For Codex CLI, add this to your MCP configuration file (typically `~/.config/codex/mcp_config.toml` or similar):

```toml
[servers.vector-memory]
command = "uv"
args = [
  "--directory",
  "/ABSOLUTE/PATH/TO/mcp-servers/servers/vector-memory",
  "run",
  "vector_memory.py"
]
```

**Important**: Replace `/ABSOLUTE/PATH/TO` with the full path to your project directory.

After updating the config, restart or reload Codex CLI.

## Tool Examples

### Saving to Memory

In Claude/Windsurf/Codex, you can ask:

```
Save these files to memory:
- /path/to/document1.pdf
- /path/to/notes.md
```

or simply:

```
Remember the contents of /path/to/my-notes.txt
```

### Recalling from Memory

```
What do you remember about machine learning algorithms?
```

or:

```
Recall information about project deadlines
```

## Configuration

You can customize the following constants in `vector_memory.py`:

- `REDIS_URL`: Redis connection string (default: `redis://localhost:6379`)
- `INDEX_NAME`: Vector store index name (default: `doc_chunks`)
- `MODEL_NAME`: Embedding model (default: `sentence-transformers/all-MiniLM-L6-v2`)

## Architecture

```
┌─────────────────┐
│  Claude/Client  │
└────────┬────────┘
         │ MCP Protocol
         │
┌────────▼────────┐
│  Vector Memory  │
│   MCP Server    │
└────────┬────────┘
         │
         ├─────► HuggingFace Embeddings
         │
         └─────► Redis Vector Store
```

## Memory Management

Two scripts are provided to manage stored documents:

### Quick Cleanup (`cleanup.py`)

Simple commands for common operations:

```bash
# Show memory statistics
uv run cleanup.py stats

# Delete all documents from memory
uv run cleanup.py all

# Delete documents from a specific file
uv run cleanup.py file /path/to/file.pdf
```

### Advanced Management (`manage_memory.py`)

Interactive tool with search and selective deletion:

```bash
# Interactive mode
uv run manage_memory.py

# Command-line usage
uv run manage_memory.py list                    # List all files
uv run manage_memory.py search <term>           # Search by filename
uv run manage_memory.py delete-file <path>      # Delete specific file
uv run manage_memory.py delete-all              # Delete everything
```

**Interactive Mode Features:**

- 📋 List all documents grouped by source file
- 🔍 Search documents by filename or path
- 🗑️ Selectively delete documents with confirmation
- 📊 See chunk counts per file

## Development

To run in development mode with auto-reload:

```bash
uv run --reload vector_memory.py
```

## Troubleshooting

### Redis Connection Error

Ensure Redis is running:

```bash
redis-cli ping
# Should return: PONG
```

### Model Download

The first time you run the server, it will download the embedding model (~80MB).
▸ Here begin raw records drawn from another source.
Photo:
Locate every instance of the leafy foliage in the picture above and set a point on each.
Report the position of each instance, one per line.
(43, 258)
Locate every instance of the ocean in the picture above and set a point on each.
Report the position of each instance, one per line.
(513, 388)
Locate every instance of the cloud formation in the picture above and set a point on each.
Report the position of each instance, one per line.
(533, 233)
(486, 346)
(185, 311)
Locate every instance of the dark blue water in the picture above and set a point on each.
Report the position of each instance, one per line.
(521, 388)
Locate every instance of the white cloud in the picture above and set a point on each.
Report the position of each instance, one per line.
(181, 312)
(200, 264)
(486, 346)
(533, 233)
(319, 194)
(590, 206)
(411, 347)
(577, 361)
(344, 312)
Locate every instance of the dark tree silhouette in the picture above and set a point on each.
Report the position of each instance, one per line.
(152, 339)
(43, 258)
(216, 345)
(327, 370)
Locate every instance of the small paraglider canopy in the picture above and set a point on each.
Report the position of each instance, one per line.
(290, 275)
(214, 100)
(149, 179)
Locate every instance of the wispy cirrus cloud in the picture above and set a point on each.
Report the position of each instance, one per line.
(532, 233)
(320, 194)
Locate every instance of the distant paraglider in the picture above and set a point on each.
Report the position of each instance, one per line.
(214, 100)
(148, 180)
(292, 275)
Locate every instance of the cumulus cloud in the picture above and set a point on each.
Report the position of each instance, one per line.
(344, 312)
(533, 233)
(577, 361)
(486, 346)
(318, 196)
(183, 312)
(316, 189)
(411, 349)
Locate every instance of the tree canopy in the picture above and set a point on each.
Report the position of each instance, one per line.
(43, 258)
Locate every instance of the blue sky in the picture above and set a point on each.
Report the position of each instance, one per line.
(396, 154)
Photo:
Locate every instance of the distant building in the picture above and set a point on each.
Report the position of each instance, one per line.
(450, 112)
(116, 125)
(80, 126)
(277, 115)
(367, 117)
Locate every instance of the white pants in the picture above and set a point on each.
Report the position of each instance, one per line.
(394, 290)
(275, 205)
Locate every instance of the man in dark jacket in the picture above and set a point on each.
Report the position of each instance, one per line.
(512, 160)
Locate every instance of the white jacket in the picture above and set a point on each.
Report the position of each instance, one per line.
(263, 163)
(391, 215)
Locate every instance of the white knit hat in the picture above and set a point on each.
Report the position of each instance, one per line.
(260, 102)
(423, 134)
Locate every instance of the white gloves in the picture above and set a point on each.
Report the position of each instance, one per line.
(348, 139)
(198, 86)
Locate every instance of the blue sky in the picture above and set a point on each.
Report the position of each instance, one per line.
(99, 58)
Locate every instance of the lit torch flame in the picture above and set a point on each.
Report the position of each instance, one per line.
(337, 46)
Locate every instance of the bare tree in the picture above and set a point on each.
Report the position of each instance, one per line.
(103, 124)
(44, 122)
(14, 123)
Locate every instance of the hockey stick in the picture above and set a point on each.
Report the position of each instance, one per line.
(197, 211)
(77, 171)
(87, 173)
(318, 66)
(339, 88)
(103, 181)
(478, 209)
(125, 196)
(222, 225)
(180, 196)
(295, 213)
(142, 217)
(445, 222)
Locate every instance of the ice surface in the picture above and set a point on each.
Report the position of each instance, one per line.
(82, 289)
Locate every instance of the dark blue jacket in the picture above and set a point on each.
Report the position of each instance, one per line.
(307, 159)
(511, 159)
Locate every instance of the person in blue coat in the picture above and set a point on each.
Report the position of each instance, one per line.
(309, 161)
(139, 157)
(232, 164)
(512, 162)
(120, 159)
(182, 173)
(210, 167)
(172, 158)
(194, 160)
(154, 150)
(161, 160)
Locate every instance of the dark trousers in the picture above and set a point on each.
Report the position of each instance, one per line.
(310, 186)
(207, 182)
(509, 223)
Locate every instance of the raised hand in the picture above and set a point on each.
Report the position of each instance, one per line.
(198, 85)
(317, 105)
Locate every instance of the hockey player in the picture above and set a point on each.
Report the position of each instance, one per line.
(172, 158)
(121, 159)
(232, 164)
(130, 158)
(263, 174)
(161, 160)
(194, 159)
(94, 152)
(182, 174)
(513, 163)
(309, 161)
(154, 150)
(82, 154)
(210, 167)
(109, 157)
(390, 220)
This is normal and only happens once.

### File Not Found Errors

The server accepts both absolute and relative file paths, but automatically converts them to absolute paths for storage. If a file is not found, check that the path is correct relative to where the server is running.

## Path Handling

- **Input**: Accepts both absolute (`/full/path/to/file.txt`) and relative (`./docs/file.txt`) paths
- **Storage**: All paths are converted to absolute paths before being saved to memory
- **Output**: `recall_from_memory` always returns absolute paths to source files

This ensures consistent path references regardless of how files were originally added to memory.